LONDON -- Hopes that the FTSE 100 might beat its 52-week high of 5,989 points this week have been dashed, as the index of top U.K. stocks has slipped back by eight points to 5,922 as of 10:25 a.m. EST. Still, it surely can't be long now, and we can at least be fairly confident that it will not be heading back down to its 52-week low of 5,230 points anytime soon.
Still, even if the FTSE 100 didn't quite capture new ground, a number of constituents of the various indexes are doing so. Here are three of them.
Television broadcaster ITV has had a good year, with its shares up more than 60% over 12 months ago, and the price today is hovering around its 52-week high of 104 pence. The firm has had a couple of good years of profit growth, and looked good at the interim stage this year.
For the full year, the City is forecasting an earnings rise of around 10%, with the shares on a price-to-earnings (P/E) of about 12. There's not much dividend yet, at around a 2.5% yield, but that should hopefully improve with a few more years of profit growth.
Ladbrokes shares are up near their 52-week high, standing at 195 pence at the time of writing. That's around 60% on the year, which is pretty good going. The gambling operator's third-quarter update in October was positive, recording a 4% rise in group revenue, so full-year forecasts should be pretty accurate at this stage. They suggest a growth in earnings around 15%, with a dividend yield of about 4.4%, which looks pretty good.
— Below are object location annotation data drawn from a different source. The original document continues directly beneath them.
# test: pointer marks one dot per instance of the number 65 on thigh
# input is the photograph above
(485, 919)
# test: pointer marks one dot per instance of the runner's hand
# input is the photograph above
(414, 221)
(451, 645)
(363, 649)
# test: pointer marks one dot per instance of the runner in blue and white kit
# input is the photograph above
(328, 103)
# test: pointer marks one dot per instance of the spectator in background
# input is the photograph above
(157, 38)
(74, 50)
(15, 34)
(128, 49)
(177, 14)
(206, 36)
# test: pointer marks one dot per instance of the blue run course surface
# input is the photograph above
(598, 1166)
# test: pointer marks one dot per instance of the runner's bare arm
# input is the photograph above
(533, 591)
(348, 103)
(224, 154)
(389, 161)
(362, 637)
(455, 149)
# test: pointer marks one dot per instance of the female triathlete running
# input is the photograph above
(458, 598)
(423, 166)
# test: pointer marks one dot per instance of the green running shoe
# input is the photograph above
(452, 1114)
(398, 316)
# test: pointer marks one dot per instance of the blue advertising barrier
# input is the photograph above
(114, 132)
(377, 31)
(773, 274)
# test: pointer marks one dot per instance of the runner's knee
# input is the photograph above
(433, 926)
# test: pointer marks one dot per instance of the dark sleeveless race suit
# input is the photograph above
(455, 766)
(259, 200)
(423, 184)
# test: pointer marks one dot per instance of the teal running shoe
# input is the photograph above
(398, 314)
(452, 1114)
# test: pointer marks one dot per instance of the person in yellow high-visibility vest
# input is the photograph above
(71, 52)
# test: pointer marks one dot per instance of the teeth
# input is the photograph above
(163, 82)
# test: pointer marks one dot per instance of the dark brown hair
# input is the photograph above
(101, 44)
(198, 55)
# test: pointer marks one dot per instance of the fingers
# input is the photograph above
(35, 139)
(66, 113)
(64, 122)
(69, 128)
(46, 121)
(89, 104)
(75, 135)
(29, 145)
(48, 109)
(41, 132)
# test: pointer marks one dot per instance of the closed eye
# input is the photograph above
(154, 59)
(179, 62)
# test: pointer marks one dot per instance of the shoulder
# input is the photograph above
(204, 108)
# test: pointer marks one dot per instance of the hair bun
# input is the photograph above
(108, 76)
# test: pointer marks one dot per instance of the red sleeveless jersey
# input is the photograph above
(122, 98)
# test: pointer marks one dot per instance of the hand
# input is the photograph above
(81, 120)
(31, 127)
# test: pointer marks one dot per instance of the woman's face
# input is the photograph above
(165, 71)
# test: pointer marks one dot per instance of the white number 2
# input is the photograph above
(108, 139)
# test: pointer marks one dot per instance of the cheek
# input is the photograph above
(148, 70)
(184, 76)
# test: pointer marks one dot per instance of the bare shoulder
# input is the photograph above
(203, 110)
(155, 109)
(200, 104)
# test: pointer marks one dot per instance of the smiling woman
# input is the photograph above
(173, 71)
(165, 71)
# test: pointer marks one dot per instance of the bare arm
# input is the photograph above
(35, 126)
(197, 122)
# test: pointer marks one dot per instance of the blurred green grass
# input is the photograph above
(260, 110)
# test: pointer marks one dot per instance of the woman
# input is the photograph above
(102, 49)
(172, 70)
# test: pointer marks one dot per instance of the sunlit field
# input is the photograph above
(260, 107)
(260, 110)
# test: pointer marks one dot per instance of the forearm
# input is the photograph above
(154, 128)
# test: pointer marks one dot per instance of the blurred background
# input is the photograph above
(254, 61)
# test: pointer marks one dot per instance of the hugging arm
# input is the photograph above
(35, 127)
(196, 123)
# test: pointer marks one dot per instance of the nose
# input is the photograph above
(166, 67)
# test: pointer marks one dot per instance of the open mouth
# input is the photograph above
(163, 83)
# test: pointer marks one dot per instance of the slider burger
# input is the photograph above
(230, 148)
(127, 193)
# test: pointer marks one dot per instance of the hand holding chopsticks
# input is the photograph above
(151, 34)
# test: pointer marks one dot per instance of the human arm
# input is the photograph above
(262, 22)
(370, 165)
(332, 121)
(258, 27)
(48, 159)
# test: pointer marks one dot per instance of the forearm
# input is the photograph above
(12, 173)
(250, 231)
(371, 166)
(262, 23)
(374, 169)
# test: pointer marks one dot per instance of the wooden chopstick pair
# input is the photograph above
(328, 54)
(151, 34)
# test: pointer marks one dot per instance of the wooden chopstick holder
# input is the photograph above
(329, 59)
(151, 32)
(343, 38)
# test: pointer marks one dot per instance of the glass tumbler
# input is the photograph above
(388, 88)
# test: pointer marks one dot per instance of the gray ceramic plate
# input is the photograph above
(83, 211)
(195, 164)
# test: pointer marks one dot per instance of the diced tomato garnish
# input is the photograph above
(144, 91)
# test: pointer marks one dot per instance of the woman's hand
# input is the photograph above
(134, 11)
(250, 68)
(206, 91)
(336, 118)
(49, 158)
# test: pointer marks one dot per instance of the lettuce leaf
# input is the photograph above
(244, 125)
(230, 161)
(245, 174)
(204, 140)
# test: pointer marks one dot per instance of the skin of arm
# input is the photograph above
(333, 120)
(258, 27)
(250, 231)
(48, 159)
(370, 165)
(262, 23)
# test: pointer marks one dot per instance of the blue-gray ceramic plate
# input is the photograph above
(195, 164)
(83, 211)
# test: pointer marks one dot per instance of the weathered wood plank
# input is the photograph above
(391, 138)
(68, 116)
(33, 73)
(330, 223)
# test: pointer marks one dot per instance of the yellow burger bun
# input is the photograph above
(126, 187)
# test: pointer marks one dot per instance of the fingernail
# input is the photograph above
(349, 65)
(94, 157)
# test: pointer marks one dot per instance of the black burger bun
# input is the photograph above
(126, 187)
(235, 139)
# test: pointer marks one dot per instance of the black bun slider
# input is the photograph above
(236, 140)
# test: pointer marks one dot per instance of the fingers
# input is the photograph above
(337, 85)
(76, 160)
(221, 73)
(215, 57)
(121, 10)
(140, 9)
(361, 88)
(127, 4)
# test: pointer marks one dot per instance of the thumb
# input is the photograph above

Shares in Spirit Pub Company are flying high at the moment, having touched 64 pence today -- that's a penny short of their 52-week high and 60% up on 12 months ago. Spirit shares have done rather better than those of Punch Taverns since the split, with the latter having fallen by more than 30% over the same period.
Forecasts for next year put Spirit shares on a P/E of only 10, with a well-covered 3.3% dividend yield expected. So even after the rise, they might still be a good value -- but that's for you to decide.